The other nice thing about this is that data is kept compressed on the replica hosts’ flash, as it is rarely needed. It is only uncompressed when there is a failure and the cache contents on a replica is required by a VM. While Pernix have recommended 10Gb for the host interconnect up until now, 1Gb interconnects now become very interesting with the new adaptive compression feature.
4. Failure Domains
This is another nice feature in the forthcoming release. PernixData is introducing the concept of Replica Groups. Now you can decide where your replicas are placed, giving you the concept of fault domains. Consider 2 racks of servers, all running FVP. This feature now allows you to run a VM with its main cache in rack 1, and at the same time place the replica in rack 2. Now if rack 1 fails (power trip for example), you have the replica copy available in rack 2, and the VM can recover gracefully, possibly with the assistance of vSphere HA. Nice job.
One other failure domain feature is if a host fails in the replica group, the management server will select another peer host within that replica group to take its place.
Conclusion
It was great to catch up with Frank. I know he is extremely busy evangelizing the PernixData story around the world, so I appreciate the time he took to get me up to speed on what’s happening in their world.

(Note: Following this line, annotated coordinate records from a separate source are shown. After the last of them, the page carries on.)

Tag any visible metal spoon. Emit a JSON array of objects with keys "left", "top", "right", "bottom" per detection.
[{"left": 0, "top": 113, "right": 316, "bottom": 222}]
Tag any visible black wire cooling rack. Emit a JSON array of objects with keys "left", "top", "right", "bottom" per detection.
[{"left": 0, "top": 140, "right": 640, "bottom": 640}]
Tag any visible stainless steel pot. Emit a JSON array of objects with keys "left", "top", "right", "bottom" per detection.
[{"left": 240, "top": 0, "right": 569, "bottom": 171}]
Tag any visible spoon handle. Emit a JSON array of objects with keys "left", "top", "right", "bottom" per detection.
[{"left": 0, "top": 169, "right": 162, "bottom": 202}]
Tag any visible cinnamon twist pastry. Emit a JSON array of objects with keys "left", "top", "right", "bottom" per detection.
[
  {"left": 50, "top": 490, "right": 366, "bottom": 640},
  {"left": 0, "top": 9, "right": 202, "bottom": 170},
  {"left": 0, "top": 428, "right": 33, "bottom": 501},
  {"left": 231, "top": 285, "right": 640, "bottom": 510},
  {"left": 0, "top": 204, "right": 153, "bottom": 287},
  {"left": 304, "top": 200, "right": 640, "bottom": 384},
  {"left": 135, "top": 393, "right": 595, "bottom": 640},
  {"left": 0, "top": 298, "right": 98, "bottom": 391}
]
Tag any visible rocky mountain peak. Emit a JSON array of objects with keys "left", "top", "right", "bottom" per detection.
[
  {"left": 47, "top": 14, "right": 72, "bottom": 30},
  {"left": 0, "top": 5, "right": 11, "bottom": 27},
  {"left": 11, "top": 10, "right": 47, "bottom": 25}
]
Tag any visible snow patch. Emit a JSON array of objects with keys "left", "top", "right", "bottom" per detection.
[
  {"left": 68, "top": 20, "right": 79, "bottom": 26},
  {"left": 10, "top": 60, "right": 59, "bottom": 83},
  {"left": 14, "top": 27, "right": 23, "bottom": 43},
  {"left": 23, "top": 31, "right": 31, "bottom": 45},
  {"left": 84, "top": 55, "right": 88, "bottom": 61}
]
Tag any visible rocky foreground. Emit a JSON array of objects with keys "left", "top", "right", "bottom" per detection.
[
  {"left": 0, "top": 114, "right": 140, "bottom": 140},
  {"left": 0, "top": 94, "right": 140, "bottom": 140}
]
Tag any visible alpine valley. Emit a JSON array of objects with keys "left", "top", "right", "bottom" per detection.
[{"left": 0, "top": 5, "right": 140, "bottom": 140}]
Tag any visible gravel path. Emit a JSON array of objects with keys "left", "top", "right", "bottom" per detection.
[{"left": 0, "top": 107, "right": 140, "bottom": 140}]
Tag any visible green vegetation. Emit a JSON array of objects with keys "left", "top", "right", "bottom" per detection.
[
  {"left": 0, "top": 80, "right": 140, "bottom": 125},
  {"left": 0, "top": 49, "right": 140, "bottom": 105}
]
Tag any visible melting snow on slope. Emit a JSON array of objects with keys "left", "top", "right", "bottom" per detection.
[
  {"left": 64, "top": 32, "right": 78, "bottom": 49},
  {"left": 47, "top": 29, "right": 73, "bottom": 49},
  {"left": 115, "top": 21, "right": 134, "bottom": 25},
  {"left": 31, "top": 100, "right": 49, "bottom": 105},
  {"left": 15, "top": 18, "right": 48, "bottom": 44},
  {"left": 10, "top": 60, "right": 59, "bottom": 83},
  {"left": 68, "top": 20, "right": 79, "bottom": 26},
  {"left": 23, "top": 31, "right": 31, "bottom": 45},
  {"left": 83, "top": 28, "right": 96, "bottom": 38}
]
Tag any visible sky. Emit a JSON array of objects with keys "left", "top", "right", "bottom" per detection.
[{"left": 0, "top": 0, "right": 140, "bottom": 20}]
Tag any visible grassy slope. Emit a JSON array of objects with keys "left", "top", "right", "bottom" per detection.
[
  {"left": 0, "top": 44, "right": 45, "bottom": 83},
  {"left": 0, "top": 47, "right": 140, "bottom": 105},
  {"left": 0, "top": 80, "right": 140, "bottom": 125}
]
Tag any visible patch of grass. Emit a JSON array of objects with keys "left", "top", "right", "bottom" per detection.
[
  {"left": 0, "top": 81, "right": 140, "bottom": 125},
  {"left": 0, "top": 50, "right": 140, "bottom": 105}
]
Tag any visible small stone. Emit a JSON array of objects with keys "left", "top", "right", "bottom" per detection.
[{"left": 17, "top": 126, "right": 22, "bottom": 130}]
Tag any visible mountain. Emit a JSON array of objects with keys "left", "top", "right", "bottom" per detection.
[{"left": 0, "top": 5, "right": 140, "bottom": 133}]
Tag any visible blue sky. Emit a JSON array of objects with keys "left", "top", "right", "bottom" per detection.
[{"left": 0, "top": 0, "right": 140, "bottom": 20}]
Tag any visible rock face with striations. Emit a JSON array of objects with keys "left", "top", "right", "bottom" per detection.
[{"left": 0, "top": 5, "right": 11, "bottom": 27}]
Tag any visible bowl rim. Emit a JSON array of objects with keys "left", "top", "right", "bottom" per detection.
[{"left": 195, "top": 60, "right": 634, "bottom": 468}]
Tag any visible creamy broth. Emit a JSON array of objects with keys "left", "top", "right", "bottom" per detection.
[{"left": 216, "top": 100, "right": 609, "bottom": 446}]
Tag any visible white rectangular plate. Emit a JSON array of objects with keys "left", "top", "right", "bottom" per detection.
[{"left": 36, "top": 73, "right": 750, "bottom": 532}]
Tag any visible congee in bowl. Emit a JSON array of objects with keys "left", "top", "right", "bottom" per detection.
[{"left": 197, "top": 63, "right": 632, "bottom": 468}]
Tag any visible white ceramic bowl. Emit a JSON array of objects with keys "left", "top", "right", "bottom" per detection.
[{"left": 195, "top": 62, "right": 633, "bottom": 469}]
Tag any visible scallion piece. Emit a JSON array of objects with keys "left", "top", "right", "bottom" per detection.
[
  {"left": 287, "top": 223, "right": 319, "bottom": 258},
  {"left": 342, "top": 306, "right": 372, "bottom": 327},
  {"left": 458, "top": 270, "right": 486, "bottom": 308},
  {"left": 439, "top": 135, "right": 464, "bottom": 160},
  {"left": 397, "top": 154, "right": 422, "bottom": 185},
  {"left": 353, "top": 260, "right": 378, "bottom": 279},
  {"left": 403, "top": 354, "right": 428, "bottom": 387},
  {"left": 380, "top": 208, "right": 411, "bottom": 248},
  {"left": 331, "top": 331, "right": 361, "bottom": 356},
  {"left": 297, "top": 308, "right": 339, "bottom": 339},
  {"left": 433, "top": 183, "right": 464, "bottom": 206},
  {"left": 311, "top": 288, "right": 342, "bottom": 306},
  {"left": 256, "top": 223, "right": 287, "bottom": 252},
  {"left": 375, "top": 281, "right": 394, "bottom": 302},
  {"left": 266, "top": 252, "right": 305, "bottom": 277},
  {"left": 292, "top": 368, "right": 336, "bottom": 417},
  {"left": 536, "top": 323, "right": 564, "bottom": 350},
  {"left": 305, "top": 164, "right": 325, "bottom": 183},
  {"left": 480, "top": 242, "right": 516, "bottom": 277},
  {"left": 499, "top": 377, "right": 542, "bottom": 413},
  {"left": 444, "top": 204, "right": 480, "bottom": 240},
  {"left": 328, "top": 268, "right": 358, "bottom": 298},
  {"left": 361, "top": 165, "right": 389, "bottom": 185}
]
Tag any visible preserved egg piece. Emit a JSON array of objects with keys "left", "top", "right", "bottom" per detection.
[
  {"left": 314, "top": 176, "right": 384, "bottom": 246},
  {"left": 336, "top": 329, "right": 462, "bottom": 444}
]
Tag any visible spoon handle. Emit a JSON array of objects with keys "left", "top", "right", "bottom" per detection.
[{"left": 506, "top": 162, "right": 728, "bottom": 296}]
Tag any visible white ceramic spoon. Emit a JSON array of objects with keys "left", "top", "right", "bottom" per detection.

I also hope to get to the next Ireland VMUG in Dublin on May 22nd to meet with him in person. If any of my readers based in Ireland are free on May 22nd, I urge you to get along to the VMUG and learn some more. PernixData have another real interesting set of features as they march on towards their “server-side storage intelligence platform” vision.
Thanks for this update. Very interesting to read. I have a question – As you mentioned it’s a software integrated into kernel, which suggests that it’s a host based acceleration software. Does that mean, it will wrok across any storage vendor [as all the acceleration is done @host side]. Also, in order to make use of this software, do I need to install PCIe read/write Flash on the each vShere Host in the cluster?
Also, does installting the pernix – requires vSphere host reboot?
I was reading about EMC XtremSF PCIe flash cache, does pernix work with this?
You also talked about ‘pernix supports full read and write (write through/write back) acceleration. Will write through not induce latency when compared with writeback.So, considering it acknowleges write only after writing to disk, how does writetrhough work with the storage arrays [NetApp] that anyway do write back using NVRAM.
Thanks for this post.
-Ashwin
Yes, it should be storage agnostic, and yes, hosts will require a flash device.
No, no reboot according to http://www.pernixdata.com/files/pdf/PernixData_DataSheet_FVP.pdf
Don’t know about EMC XtremSF PCIe – you would need to as PernixData those specific questions. Same for your NetApp query.
Thanks Cornmac. I appreciate your time.